With the approaching prairie grouse opener on Sept. 21 and generally good numbers from this spring’s lek counts and anticipated improvement in the birds’ populations this summer in many areas, getting on early sharptails will be a prerogative for many hunters.
Coming with the opener are thoughts of warm (but not too hot) days walking with a late September sun shining on a switchbacking field dog, the crackle of drying autumn grasses underfoot and the gurgling laughter of a flushing covey of grouse blurring across the blue-and-gold autumn horizon.
It isn’t hard to make the most of these afternoons spent wandering the prairie expanses in search of sharpies, but a few helpful tips will make each one more successful.
Sharptailed grouse are birds of the open plains, and in times of good conditions are often found in areas where they not only have good line of sight to approaching danger, but also the ability to escape to similar places a distance off. For this reason, targeting grassy stretches of Conservation Reserve Program grasses that are large and expansive provides a good starting point for sharpie hunters.
Add in a series of hills or rises and falls in the terrain, so that the birds can use the angle to see and feel secure, and a grassy stretch becomes a greater prospect in searching for sharpies. In areas with some farming mixed in with the habitat, explore the edge of CRP or grassland that abuts alfalfa and small grain fields, as this is where young grouse, which make up a good portion of the coveys, will get much of their nutrients including protein from the last of the year’s grasshopper crop and moisture from the leaves of such plants.
In challenging weather or just after it, look for sharptails to take shelter in tree and brush plantings, or those that naturally occur on the landscape, with lower and denser options like pines, cedars and dogwoods being a better draw. Draws with dense buckbrush at their upper ends, or clumps of buffaloberry bushes on hillsides will provide targets on the prairie to walk to and around in search of sharpies. As conditions improve, and the sun comes out to dry things off, expect to find birds moving out of these areas of cover but to still be somewhat nearby.
Scout It Out
Sharptailed grouse are like perch, and not just because they often play second fiddle to pheasants in the mind of hunters the way the panfish do for hardcore walleye anglers. Rather like perch, if one grouse is encountered, there are often more around in the area.
Many times, a solitary grouse can be seen sitting on a haybale, the top of a bush or other elevated position. These sentinels serve as the scouts for the larger group of birds, which are often nearby, or scattered throughout a given area.

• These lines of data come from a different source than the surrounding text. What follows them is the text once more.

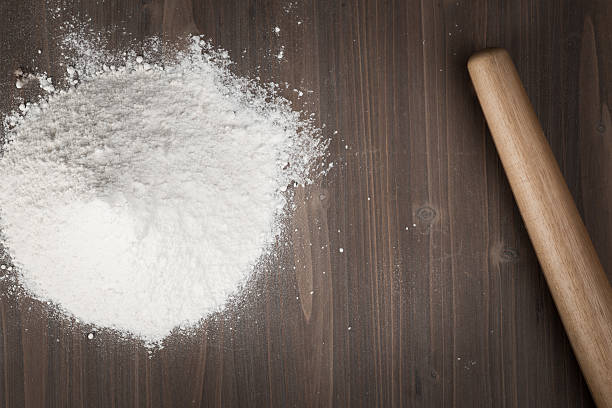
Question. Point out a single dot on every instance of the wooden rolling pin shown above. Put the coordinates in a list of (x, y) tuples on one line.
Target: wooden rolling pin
[(573, 272)]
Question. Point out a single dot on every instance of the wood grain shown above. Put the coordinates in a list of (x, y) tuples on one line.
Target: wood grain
[(570, 264), (437, 282)]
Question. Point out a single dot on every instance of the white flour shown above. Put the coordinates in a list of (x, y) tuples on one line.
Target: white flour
[(142, 198)]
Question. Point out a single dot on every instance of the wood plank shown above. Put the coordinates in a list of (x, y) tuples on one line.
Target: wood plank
[(437, 280)]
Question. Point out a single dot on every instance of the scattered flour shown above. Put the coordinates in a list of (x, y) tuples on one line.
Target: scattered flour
[(142, 196)]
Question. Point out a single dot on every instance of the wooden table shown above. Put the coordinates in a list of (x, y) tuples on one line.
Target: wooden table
[(437, 298)]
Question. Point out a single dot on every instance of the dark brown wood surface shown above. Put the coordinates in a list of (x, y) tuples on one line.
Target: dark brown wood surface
[(437, 298)]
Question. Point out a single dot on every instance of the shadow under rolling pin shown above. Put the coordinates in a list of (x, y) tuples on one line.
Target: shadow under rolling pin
[(575, 277)]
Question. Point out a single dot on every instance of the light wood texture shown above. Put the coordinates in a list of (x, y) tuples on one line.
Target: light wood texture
[(570, 264), (438, 280)]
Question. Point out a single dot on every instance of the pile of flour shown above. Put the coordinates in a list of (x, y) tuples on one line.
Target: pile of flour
[(142, 197)]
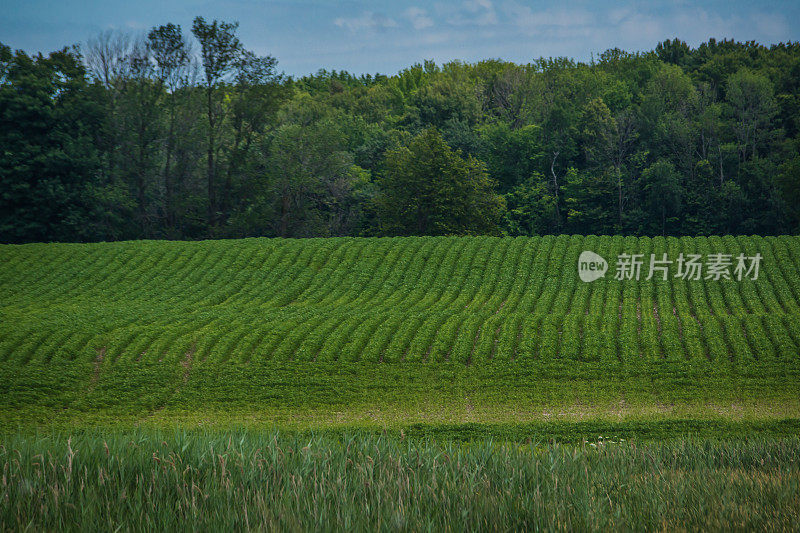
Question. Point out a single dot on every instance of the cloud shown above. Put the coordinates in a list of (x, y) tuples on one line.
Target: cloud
[(419, 18), (474, 13), (367, 21)]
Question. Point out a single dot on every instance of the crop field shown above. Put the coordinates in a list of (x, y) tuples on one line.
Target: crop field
[(413, 383), (393, 331)]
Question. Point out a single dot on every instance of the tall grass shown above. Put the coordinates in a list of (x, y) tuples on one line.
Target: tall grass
[(150, 480)]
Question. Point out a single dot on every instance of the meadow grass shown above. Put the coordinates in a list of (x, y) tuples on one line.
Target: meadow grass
[(158, 480)]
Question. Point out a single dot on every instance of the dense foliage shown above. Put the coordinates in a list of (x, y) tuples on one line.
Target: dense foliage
[(163, 137)]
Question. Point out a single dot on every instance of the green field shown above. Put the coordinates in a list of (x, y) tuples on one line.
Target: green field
[(394, 332), (396, 384), (198, 481)]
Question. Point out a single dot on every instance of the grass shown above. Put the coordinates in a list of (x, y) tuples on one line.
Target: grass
[(168, 480), (395, 384)]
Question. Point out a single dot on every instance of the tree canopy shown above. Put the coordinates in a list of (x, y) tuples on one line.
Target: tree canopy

Even if these observers flush early, make it a point to keep moving in their direction, especially in the early portion of the season, as other birds may hold tighter and a few often remain, providing for surprising opportunities, when it seems like most of the grouse had taken flight ahead of a dog and hunter arriving on the scene.

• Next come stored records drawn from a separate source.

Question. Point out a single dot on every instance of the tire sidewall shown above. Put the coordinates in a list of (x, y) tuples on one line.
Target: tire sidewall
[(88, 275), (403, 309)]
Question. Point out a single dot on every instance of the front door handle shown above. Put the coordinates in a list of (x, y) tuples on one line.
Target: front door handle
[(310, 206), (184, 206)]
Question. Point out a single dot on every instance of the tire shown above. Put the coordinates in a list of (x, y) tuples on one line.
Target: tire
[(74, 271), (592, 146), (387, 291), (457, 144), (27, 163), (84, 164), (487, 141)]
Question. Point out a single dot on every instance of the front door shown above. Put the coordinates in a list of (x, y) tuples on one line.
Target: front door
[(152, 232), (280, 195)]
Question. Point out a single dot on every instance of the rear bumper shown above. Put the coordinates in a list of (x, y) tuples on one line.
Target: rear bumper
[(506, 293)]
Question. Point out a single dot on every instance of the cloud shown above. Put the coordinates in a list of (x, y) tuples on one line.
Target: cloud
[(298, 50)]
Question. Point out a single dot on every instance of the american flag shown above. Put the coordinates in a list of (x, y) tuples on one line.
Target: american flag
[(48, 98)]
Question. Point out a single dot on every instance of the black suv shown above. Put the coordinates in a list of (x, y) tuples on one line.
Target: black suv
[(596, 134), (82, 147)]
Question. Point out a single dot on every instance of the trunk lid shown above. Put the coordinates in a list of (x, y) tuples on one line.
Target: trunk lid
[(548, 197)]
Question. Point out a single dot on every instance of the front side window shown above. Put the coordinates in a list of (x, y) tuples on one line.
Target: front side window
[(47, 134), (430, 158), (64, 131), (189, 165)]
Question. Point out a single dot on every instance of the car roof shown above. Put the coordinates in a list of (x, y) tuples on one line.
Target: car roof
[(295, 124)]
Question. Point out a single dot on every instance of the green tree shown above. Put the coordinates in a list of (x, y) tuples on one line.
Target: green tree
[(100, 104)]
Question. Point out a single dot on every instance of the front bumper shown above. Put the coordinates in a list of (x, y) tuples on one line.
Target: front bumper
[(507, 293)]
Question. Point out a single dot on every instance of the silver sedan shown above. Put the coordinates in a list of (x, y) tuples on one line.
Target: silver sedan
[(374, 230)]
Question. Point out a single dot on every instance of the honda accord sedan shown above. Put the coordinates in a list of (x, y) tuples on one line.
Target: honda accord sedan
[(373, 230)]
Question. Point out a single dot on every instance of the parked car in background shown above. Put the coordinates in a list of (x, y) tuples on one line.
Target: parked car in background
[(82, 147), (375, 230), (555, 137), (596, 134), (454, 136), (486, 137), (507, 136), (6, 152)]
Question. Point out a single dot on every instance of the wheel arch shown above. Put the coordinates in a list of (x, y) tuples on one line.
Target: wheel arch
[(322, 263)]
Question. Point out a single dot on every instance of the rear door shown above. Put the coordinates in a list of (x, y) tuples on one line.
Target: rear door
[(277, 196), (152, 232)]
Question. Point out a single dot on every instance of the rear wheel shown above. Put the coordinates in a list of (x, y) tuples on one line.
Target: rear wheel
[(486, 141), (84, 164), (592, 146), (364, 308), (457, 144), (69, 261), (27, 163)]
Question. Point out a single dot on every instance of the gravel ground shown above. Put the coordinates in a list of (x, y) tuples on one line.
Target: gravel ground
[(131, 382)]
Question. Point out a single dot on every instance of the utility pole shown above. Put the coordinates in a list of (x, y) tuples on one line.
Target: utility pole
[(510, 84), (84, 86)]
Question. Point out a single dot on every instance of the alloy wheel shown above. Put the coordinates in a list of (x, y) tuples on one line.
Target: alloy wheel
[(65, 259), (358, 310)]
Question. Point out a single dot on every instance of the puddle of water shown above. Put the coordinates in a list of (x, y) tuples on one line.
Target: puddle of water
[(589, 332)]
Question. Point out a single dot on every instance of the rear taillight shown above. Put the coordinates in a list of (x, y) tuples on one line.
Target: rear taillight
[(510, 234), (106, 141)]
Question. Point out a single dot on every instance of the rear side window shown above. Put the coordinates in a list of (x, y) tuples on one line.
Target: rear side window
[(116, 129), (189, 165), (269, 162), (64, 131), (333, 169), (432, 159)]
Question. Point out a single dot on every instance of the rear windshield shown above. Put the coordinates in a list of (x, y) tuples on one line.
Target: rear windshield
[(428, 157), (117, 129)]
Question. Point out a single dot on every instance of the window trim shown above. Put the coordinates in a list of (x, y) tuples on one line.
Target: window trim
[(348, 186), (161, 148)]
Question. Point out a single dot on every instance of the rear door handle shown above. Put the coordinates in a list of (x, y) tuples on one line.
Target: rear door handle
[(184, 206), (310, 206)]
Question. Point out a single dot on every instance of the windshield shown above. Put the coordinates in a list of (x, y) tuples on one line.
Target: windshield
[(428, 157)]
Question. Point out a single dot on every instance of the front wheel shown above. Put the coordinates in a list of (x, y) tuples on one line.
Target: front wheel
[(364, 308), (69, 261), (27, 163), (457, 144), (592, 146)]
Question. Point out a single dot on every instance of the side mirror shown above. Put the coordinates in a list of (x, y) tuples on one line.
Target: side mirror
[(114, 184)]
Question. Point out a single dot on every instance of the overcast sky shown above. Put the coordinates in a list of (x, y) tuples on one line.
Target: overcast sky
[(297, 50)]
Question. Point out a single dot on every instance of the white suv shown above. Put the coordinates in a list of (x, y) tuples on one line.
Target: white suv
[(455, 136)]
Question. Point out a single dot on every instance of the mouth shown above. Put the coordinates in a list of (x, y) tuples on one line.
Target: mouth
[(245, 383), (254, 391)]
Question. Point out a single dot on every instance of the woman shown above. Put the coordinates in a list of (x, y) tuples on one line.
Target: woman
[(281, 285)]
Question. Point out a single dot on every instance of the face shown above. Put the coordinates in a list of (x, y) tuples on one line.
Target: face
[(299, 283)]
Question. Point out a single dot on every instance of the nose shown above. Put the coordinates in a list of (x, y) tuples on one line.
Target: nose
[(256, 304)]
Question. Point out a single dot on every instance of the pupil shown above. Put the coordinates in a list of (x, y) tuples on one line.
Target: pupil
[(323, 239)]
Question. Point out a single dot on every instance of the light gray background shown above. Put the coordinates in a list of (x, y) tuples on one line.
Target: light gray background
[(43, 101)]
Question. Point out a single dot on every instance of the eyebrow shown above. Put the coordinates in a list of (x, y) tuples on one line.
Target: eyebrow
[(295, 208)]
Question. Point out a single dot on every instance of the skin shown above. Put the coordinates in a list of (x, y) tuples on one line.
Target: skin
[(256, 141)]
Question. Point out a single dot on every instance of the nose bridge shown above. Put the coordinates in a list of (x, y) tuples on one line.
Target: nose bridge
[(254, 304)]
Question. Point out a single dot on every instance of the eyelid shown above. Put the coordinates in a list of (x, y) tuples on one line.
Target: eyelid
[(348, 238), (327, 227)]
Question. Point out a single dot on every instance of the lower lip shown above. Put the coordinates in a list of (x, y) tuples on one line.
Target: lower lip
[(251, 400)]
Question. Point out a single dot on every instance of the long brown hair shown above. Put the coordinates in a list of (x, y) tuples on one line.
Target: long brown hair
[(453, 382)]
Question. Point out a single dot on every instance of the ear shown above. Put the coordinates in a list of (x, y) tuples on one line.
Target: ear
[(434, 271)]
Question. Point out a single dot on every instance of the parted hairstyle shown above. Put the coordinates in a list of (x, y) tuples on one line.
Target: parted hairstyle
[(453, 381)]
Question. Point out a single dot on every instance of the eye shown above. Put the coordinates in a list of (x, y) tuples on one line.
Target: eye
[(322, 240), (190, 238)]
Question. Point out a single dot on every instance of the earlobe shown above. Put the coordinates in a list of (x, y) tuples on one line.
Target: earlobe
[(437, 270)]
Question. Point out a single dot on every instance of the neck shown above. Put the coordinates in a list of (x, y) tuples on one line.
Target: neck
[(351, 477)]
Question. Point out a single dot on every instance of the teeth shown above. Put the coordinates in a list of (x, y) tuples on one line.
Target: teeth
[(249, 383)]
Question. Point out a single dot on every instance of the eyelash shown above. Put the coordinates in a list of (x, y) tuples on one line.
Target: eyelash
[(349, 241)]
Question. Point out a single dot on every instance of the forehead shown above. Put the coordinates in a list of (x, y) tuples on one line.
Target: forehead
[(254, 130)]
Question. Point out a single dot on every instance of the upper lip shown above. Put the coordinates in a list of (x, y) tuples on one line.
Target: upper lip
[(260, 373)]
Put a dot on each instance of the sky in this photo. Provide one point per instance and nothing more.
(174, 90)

In known grouse territories, watch for dogs to get on scent, and that cue can be very strong as the birds often hunker down in large groups in late summer and early fall, keeping a continuous concentrated source of scent.

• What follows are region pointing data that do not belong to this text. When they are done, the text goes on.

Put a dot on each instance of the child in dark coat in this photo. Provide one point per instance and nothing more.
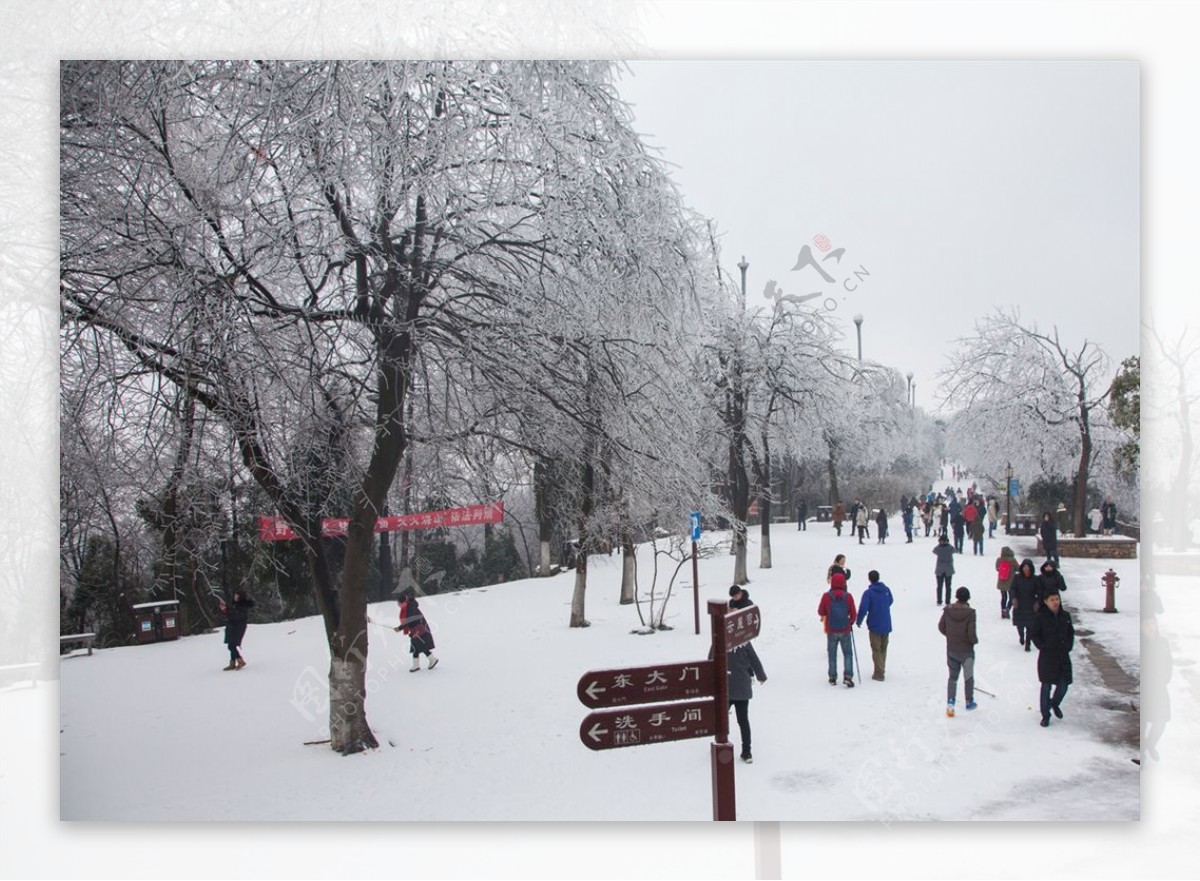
(1024, 592)
(237, 617)
(417, 629)
(1055, 636)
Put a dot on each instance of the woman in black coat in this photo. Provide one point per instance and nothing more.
(237, 617)
(1050, 580)
(1055, 636)
(1049, 531)
(1024, 592)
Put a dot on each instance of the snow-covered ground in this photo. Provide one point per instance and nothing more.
(161, 732)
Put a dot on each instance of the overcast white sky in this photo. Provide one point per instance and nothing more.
(958, 186)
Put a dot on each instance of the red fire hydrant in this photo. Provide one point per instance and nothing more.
(1110, 580)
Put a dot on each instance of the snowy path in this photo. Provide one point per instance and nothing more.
(161, 731)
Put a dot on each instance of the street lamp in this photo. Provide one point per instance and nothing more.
(1008, 498)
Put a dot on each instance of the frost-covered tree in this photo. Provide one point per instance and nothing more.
(286, 240)
(1029, 397)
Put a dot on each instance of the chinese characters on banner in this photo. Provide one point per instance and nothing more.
(277, 529)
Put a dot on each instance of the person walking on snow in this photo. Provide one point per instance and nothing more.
(1049, 581)
(1006, 569)
(741, 665)
(837, 611)
(958, 624)
(876, 610)
(838, 568)
(976, 531)
(1049, 531)
(1024, 592)
(945, 569)
(861, 522)
(1108, 516)
(237, 617)
(417, 629)
(1055, 636)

Watch for wind-checking by a bird dog and stay on its tail as it picks up and gets going on a solid trail. Be ready as birds may flush ahead, to the side and behind an area of thick scent and be sure to mark the position of downed birds in the middle of the chaos that often comes with eight, ten or a dozen sharpies flushing, and remember – pick one bird and shoot, then move on to the next one – resist the natural urge to just let pellets fly when a group gets up in unison. Target those on either side of a flushing group, and then move to the next bird for best success.
Like their woodland cousins, the ruffed grouse, sharpies require some walking to find the best pockets of hunting. Being a species that enjoys wide open grasslands, sharptails make hunters meet them on their turf and on their terms. Be prepared with a good pair of boots to put the miles on through the autumn grasses and some sturdy field pants to explore those hills, draws, brushlines and edges where grouse are likely to hold, with some sharp cover a hallmark of these hunts.
Watch for both far- and near-flushing grouse and monitor their movement on the horizon for a likely landing spot. Head in that direction and sometimes a second opportunity will present itself. With the approaching opener just days away and a better population available for hunters to pursue this autumn, knowing the habitat, habits and how to get after sharptails will make for a memorable time afield and put these birds at the forefront of some great hunting experiences.